Fallon leaned forward, his upper teeth swallowing his lower lip, although he was still smiling. But he was excited; Mac sensed it. “Then Glenna,” he urged.

“Glenna was hitting me. I called her a whore, a bitch. She didn’t like that; she was mad—I’d interrupted her lovemaking. Bagshaw, that ugly idiot! What’d she see in a moron like that?” He smeared his palm across his forehead, and it came off wet; he could smell his own sweat.

“And Bagshaw—Alwyn, you think, was lying on the barn floor. To all, um, appearances ... dead.”

“Bleeding, yeah.”

“Did Glenna go to him? Try to help? Call an ambulance?”
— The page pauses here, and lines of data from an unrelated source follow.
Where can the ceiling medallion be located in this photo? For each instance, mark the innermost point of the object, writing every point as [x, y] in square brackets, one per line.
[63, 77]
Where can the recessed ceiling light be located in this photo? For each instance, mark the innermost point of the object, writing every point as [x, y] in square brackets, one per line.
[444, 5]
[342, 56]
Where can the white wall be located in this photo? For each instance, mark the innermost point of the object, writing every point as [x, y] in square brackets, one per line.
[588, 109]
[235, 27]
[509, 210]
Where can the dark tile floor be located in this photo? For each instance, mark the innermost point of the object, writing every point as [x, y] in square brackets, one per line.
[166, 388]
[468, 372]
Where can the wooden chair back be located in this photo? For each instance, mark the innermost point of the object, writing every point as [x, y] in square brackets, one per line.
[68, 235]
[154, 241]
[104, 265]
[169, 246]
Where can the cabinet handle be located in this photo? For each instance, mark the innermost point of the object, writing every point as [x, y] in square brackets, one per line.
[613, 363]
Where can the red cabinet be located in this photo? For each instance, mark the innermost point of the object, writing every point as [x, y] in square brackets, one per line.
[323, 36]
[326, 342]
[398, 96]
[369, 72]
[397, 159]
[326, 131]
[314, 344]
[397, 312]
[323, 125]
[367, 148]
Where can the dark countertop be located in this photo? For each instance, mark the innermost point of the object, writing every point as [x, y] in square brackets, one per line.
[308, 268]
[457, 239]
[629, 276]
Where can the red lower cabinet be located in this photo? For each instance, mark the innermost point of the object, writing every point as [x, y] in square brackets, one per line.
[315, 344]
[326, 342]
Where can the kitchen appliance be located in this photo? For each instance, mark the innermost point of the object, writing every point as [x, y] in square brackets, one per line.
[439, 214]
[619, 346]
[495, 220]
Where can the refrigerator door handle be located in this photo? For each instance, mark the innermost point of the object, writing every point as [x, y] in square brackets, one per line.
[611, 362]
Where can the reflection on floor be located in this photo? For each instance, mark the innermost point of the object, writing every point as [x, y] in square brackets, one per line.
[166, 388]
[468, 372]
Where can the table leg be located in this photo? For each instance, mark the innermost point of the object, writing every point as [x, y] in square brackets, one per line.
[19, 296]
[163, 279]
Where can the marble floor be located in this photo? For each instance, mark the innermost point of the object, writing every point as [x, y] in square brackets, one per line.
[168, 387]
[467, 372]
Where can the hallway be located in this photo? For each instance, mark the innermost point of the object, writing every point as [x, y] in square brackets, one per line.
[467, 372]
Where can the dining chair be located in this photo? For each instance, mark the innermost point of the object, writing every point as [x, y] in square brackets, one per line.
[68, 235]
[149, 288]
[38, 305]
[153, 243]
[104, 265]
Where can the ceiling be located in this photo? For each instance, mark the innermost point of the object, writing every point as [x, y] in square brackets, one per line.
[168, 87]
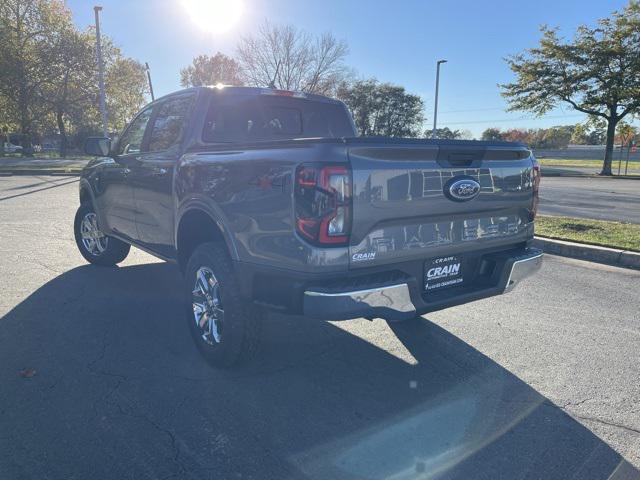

“She was fighting me, I told you. She had that shovel, or pitchfork. She chased me out of the barn. I ran. I kept running. I left most of my stuff behind—just grabbed my typewriter. The old lady was there in the kitchen—Glenna’s mother. I remember her coming at me with a steaming kettle, had to push her off. I had a taxi waiting. Man, I left.”

“Knowing you’d killed Alwyn Bagshaw.”

“Thinking that, yeah. But he would have killed me.”

“Undoubtedly,” said Fallon. “Interview ended,” he said, sounding oh so important, Mac thought. Then the chief motioned to his officer to switch off the recorder. “You can go now, Mr., uh, MacInnis. If what you told us is true, um ...”

“That I killed Alwyn Bagshaw?”

“That you didn’t kill him, yes. You see”—Fallon cleared his throat importantly— “Alwyn Bagshaw is alive and in prison!” He looked into Mac’s face to see the effect of his words. Mac looked away. “For destroying birds with illegal poison, with contributing to the demise of a, um, neighbor woman. Of course ...”

Mac waited. He was confused now; his memory was leaping about: from Glenna to Bagshaw, from Vermont to New York City, then to the retired journalists’ home Hanna had routed him out of. He’d never complain about the food again if he could just go back there—get out of this confounded cow country. He’d been a fool, taking a ride from that woman—May or Fay, or whatever her name was.